Reference Comparison
Global DINOv2/VLAD retrieval alone gives candidate chunks but not enough precision for AC-2.2. Local matching alone over the whole map is too expensive. The two-stage retrieval+alignment structure matches the operational need.
Conclusion
Use DINOv2-VLAD descriptors with FAISS top-K for conditional candidate retrieval, followed by DISK/ALIKED+LightGlue and OpenCV RANSAC homography for local alignment.
Confidence
Medium-high. API fit is strong; embedded runtime must be profiled.

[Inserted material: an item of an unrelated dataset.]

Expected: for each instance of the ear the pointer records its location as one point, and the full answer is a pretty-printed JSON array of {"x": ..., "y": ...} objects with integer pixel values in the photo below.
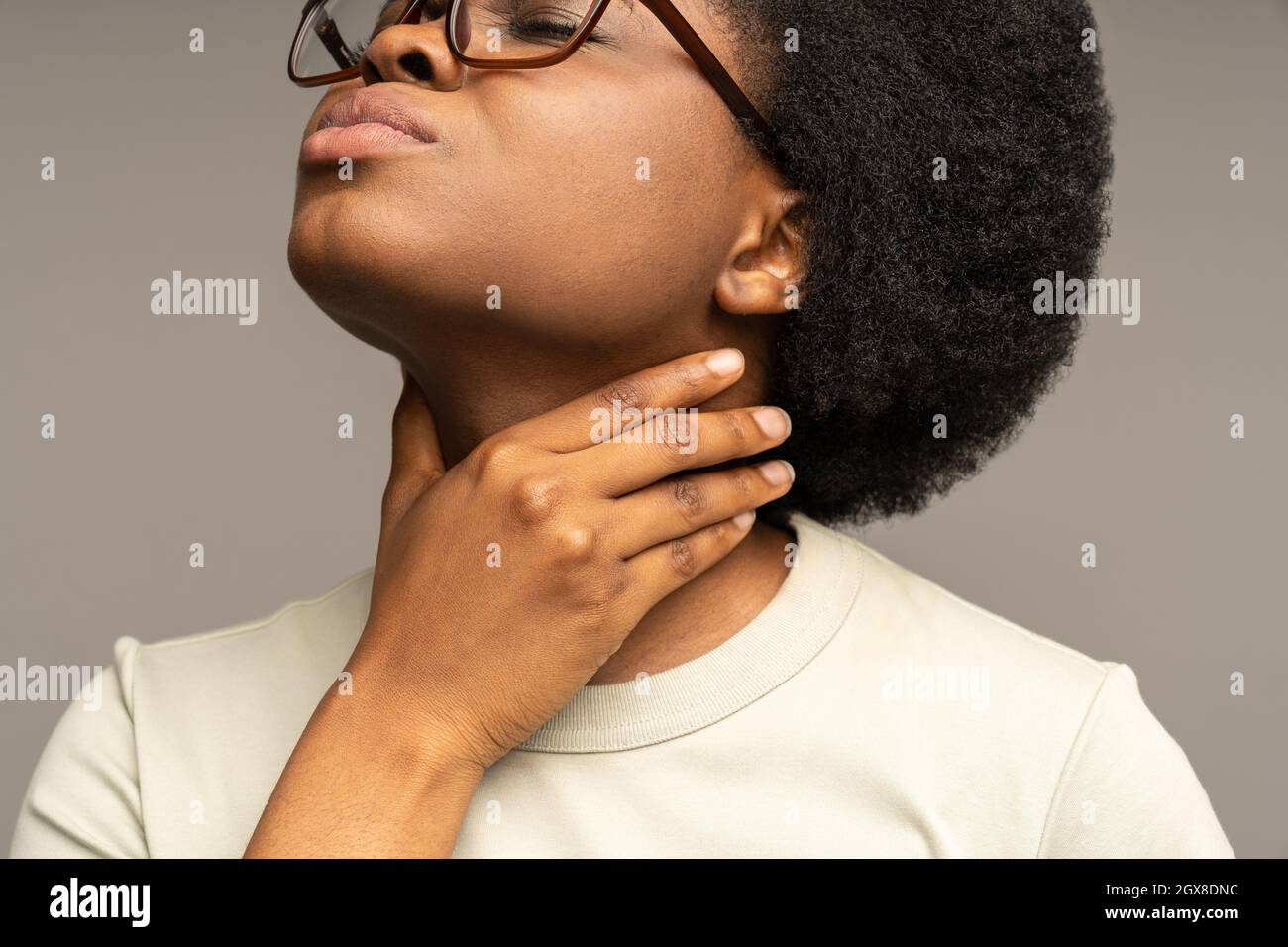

Dimension 4: Latency And Memory
Fact Confirmation
Some aerial VPR re-ranking methods are too slow for the steady-state path (Fact #3). Jetson Orin Nano Super has 8 GB shared memory and 25 W power mode (Fact #18), with thermal throttling risk (Fact #19).
Reference Comparison
At 3 fps and <400 ms p95, the system can process every frame through lightweight VO/IMU and use heavier VPR only on triggers. Running DINOv2/LightGlue across many candidates per frame would violate the AC unless proven otherwise.
Conclusion
Make VPR conditional, cap top-K by covariance/sector, run descriptor extraction on downsampled/orthorectified crops, precompute cache descriptors offline, and add performance regression tests.
Confidence
High for architecture direction; exact model sizes need profiling.
Dimension 5: Cache Format
Fact Confirmation
COG supports tiled compressed rasters and geospatial tooling (Fact #21). PMTiles is read-efficient but read-only (Fact #20).
Reference Comparison
The onboard system must both read service tiles and write new generated tiles in-flight. A read-only archive is a poor primary mutable store.
Conclusion
Use COG files plus STAC-like manifests/sidecars for imagery and metadata; use FAISS sidecar indexes for descriptors. PMTiles may be an export/snapshot format, not the live mutable cache.
Confidence
High.
Dimension 6: Autopilot Integration
Fact Confirmation
ArduPilot MAVLink GPS input requires GPS1_TYPE=14 (Fact #15). GPS_INPUT carries the fields needed for WGS84 position and accuracy (Fact #16). MAVSDK covers telemetry but raw GPS_INPUT emission still needs pymavlink/raw MAVLink (Fact #14).
Reference Comparison
MAVSDK-only output would not satisfy AC-4.3. Raw pymavlink-only telemetry is possible but gives up MAVSDK's high-level subscriptions.
Conclusion
Use MAVSDK for telemetry subscriptions and pymavlink for GPS_INPUT emission. Verify all failsafe/spoofing behavior in ArduPilot Plane SITL.
Confidence
High for interface; medium for exact Plane failsafe timing until SITL.
Dimension 7: Validation
Fact Confirmation
AerialVL provides aerial localization/reference-map data (Fact #22). EuRoC provides camera+IMU+ground truth but not fixed-wing nadir imagery (Fact #23). The current sample set lacks IMU/ground truth.
Reference Comparison
No single public dataset proves every AC. Public datasets can de-risk components, while final acceptance requires representative synchronized flight/replay data.
Conclusion
Use layered validation: EuRoC for VIO sanity, AerialVL/VPAir-style data for VPR/anchor tests, ArduPilot Plane SITL for MAVLink/failsafe/spoofing, and a final representative flight/replay rig for AC proof.
Confidence
High.
Dimension 8: OpenVINS vs Project-Owned Estimator
Fact Confirmation
OpenVINS is a strong monocular+IMU EKF/MSCKF VIO reference with covariance-aware estimation (Facts #4 and #30). OpenCV supplies calibration, undistortion, homography, RANSAC/USAC, and reprojection-error primitives, but it is not a full estimator by itself (Facts #6 and #31).
Reference Comparison
If the alternative is a naive OpenCV-only VIO stack, OpenVINS is the better technical starting point. The project's actual production choice is different: it needs a project-owned ESKF/mode machine that fuses VO/IMU, accepts/rejects satellite anchors, emits GPS_INPUT, labels every estimate, handles spoofing/blackout, and gates cache write-back.
Conclusion
Keep OpenVINS as a mandatory benchmark/reference implementation, not as the default production dependency. The production estimator remains project-owned, with OpenCV as the geometry utility layer.
Confidence
High. The technical comparison favors OpenVINS over naive custom VIO, while the product fit favors the project-owned estimator.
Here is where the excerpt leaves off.